This Is Why Kroger Should Cut A $14B Check To Buy Whole Foods

With Whole Foods Market (WFMunder pressure from an activist investor, an acquisition by fellow supermarket chain Kroger (KR)  may make a ton of sense.

Combined, Kroger and Whole Foods "would marry each company's strengths with the other's weaknesses, unlock massive cost synergies that could reach 3% of Whole Foods sales, help Kroger expand its customer base, and possibly provide the growth format it has been eager to develop," Credit Suisse analyst Edward Kelly wrote in a note on Thursday.

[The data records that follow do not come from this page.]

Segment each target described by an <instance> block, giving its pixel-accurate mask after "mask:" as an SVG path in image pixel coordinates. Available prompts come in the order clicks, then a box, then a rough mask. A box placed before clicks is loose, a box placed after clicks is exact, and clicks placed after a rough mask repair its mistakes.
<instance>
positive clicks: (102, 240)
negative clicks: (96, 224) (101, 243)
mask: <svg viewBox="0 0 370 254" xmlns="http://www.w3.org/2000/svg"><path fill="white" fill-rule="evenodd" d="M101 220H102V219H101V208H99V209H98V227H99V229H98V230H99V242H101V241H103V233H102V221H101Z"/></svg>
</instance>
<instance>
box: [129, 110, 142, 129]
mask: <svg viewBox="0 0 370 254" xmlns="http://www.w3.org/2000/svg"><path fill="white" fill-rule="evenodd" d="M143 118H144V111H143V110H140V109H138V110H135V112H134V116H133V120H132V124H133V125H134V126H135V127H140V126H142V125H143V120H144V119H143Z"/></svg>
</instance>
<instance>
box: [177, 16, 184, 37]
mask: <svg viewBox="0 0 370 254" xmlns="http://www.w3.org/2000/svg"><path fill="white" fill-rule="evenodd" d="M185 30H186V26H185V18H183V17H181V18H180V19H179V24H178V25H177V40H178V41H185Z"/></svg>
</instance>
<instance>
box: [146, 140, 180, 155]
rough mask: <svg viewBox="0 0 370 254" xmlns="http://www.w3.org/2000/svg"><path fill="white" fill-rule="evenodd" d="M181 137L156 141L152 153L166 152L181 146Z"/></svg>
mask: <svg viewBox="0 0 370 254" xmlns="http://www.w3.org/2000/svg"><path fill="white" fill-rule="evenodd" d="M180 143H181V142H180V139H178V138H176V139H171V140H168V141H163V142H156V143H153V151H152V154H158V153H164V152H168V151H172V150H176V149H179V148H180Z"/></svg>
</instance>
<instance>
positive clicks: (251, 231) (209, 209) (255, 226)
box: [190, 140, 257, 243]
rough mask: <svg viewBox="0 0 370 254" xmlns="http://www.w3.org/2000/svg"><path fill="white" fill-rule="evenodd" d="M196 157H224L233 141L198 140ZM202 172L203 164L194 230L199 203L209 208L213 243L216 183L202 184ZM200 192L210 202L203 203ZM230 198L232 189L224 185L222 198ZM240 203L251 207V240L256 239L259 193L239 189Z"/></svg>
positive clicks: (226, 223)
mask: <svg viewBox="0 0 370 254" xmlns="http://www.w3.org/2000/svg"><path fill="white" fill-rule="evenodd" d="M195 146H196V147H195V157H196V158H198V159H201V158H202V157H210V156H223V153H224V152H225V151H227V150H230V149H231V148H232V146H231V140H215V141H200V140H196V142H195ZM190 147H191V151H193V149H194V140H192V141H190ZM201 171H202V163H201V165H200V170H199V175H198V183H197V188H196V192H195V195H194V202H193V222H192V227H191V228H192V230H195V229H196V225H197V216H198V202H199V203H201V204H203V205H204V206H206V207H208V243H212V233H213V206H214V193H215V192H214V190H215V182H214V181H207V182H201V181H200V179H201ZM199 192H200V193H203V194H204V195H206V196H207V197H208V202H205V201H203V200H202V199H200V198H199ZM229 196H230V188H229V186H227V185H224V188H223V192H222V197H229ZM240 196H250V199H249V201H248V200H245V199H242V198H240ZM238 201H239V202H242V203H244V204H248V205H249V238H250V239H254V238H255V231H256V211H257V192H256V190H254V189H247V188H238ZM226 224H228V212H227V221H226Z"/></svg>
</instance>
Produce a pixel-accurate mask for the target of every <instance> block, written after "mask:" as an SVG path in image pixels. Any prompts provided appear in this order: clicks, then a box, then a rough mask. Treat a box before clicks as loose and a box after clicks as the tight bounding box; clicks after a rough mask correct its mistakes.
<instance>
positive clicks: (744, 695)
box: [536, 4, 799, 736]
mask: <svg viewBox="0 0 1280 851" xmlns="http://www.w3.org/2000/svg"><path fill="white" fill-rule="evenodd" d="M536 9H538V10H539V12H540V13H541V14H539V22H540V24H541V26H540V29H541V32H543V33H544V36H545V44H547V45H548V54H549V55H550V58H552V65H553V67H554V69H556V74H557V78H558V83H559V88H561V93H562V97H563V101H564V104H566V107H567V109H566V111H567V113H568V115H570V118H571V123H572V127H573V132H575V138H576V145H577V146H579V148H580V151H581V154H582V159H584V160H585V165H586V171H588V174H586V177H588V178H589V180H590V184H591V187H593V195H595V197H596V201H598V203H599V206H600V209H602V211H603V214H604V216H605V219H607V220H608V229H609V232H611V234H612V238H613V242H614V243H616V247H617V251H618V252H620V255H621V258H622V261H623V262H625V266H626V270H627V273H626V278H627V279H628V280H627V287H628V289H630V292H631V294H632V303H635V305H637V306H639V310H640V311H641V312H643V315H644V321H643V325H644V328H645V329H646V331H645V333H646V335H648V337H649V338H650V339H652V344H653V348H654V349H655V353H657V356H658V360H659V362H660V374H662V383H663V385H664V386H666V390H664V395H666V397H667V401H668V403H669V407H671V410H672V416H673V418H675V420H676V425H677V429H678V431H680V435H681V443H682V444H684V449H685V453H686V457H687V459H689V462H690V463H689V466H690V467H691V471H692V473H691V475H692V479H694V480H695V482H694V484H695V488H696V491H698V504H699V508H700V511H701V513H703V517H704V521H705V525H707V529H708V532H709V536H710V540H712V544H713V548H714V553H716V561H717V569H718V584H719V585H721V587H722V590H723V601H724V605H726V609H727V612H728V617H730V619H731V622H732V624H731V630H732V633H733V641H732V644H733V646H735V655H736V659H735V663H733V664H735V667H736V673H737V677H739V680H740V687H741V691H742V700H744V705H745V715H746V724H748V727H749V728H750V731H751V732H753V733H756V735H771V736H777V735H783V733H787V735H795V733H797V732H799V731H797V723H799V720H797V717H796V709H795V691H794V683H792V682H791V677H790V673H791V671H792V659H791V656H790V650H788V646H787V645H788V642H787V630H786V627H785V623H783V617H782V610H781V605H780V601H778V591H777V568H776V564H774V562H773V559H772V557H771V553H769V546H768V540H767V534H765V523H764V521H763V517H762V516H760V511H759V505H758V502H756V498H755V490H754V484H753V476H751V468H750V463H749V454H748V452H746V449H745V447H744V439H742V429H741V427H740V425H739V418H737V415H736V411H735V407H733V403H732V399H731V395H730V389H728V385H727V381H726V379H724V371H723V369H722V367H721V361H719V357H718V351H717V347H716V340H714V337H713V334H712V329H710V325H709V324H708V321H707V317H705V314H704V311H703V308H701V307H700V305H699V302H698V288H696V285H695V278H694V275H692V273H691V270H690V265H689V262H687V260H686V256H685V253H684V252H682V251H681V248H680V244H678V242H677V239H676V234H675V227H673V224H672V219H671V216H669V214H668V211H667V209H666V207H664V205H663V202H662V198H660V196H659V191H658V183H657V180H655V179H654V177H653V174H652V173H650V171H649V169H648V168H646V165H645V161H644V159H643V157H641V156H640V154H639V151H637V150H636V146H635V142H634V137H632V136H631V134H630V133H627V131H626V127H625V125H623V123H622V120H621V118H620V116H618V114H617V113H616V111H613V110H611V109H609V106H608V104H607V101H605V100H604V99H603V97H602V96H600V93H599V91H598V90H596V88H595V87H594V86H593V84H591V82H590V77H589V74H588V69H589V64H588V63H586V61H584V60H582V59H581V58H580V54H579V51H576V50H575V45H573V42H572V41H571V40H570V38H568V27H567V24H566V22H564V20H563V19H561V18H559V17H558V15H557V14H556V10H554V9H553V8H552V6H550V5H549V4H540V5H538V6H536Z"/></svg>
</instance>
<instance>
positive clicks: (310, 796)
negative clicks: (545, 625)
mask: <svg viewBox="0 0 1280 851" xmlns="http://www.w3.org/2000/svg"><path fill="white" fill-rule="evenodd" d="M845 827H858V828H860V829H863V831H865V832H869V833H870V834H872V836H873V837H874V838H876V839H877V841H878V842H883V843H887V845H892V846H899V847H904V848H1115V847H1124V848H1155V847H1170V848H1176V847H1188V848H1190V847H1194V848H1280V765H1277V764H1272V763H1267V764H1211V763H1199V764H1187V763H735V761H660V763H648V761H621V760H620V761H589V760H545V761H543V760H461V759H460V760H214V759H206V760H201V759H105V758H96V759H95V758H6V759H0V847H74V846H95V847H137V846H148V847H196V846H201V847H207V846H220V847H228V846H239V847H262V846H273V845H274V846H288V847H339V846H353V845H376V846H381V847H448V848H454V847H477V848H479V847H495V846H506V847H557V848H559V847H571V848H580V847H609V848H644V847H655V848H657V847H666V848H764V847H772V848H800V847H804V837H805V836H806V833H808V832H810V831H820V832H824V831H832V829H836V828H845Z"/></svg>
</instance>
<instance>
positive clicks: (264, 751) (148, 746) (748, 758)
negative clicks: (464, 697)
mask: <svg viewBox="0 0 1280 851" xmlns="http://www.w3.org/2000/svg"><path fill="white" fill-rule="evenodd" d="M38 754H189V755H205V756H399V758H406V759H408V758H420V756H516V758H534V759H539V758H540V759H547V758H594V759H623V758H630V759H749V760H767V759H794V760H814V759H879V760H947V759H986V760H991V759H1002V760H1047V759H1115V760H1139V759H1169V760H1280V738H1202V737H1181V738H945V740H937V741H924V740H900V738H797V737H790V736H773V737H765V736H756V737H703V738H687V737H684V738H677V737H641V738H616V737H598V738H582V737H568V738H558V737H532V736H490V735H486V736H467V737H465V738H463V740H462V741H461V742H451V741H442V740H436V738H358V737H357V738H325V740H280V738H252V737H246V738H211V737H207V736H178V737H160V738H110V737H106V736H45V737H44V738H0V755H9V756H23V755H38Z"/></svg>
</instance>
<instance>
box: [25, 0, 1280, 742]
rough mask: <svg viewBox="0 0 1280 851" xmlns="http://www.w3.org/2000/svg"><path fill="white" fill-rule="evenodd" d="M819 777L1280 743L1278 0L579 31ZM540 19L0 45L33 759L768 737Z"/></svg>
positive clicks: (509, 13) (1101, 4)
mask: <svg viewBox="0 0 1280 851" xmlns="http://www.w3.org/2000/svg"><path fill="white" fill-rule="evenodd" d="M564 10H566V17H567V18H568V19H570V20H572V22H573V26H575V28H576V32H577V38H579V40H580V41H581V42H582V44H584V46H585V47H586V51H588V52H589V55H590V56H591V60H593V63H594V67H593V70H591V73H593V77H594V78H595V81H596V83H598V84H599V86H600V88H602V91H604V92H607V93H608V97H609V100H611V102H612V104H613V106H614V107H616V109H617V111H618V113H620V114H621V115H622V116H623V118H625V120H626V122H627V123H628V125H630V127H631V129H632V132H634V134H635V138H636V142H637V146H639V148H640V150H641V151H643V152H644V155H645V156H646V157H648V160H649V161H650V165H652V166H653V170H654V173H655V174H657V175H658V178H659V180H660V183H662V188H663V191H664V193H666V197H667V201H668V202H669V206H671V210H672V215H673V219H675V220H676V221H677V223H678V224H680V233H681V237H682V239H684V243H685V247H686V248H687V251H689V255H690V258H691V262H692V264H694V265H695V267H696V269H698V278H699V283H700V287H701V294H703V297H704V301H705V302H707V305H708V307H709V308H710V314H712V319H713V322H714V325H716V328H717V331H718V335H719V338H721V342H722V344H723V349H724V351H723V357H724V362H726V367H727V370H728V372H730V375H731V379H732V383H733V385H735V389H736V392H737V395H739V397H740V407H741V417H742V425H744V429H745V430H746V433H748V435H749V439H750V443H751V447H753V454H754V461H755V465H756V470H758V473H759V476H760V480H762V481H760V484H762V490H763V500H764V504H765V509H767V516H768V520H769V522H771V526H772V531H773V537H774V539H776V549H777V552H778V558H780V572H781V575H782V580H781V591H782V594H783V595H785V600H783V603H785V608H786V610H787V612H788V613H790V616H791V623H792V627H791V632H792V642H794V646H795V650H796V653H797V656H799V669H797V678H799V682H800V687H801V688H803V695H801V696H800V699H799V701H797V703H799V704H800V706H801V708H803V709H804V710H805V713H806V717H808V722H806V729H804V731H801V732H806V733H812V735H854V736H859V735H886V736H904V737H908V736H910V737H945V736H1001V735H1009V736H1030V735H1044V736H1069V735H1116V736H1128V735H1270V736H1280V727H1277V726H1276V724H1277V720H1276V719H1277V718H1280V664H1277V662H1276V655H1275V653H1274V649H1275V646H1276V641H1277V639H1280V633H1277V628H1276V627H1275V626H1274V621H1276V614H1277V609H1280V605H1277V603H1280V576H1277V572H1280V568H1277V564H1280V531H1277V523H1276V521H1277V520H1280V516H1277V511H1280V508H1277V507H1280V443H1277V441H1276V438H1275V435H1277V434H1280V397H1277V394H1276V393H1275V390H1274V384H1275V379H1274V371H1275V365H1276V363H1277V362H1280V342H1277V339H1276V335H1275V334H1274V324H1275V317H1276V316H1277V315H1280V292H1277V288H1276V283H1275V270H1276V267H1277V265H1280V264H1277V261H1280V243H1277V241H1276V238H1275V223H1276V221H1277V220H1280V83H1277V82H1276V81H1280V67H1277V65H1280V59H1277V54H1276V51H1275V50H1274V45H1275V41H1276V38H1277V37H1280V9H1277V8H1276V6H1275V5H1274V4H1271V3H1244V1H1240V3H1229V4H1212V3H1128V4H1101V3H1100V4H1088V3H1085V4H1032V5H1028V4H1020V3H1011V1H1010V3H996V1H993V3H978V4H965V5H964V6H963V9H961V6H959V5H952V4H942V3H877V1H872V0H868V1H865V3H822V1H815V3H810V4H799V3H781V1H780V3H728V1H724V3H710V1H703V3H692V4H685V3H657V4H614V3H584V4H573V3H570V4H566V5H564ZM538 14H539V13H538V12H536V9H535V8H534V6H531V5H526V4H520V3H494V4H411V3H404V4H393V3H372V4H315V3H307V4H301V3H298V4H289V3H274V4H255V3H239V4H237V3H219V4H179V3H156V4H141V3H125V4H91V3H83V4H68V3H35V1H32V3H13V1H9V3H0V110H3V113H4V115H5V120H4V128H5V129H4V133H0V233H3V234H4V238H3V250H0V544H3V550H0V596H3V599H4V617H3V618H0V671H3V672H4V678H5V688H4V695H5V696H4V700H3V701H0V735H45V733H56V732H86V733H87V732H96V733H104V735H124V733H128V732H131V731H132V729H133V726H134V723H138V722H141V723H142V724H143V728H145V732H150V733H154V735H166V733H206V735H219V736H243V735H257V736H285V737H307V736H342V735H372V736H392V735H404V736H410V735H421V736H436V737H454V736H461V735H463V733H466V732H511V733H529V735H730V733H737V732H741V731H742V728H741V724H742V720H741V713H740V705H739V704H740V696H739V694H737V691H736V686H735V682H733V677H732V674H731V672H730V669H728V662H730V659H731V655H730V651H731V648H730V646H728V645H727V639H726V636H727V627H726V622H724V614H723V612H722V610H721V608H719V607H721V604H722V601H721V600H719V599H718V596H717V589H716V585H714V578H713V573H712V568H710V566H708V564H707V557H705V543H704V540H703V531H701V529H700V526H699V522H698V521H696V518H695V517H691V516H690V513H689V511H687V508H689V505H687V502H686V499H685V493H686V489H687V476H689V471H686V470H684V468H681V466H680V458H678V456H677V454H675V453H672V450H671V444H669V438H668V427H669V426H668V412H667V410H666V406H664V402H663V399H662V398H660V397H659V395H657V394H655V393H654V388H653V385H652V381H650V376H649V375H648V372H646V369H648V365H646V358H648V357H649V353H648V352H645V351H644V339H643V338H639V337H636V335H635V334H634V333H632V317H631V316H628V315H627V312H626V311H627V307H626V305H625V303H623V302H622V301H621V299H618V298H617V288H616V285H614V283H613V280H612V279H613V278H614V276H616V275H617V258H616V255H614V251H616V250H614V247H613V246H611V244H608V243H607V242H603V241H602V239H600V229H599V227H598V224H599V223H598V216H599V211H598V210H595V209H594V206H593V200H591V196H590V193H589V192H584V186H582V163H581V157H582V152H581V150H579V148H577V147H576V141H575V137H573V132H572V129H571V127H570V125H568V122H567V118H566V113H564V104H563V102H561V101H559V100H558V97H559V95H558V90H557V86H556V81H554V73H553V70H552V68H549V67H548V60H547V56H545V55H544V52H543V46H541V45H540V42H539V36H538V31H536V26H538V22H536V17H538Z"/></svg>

A potential merger would provide scale and synergies in the "mature, oversaturated, and still fragmented [U.S. food] industry" attempting to ward off new market entrants like Blue Apron and stalwarts like Walmart (WMT) and Costco (COST) alike.

Kelly estimated that Whole Foods could fetch $40 to $45 per share, or an equity value of $12.7 billion to $14.3 billion, a premium of 14.6% to 28.9% over Wednesday's close of $34.91. While that potential purchase price would represent a trailing 12-month Ebitda multiple of 10 to 11 times, given a long-term average multiple of 8.1 times and an average multiple of 6.4 times since 2000 for Whole Foods, the high potential synergies justify the price tag says the analyst.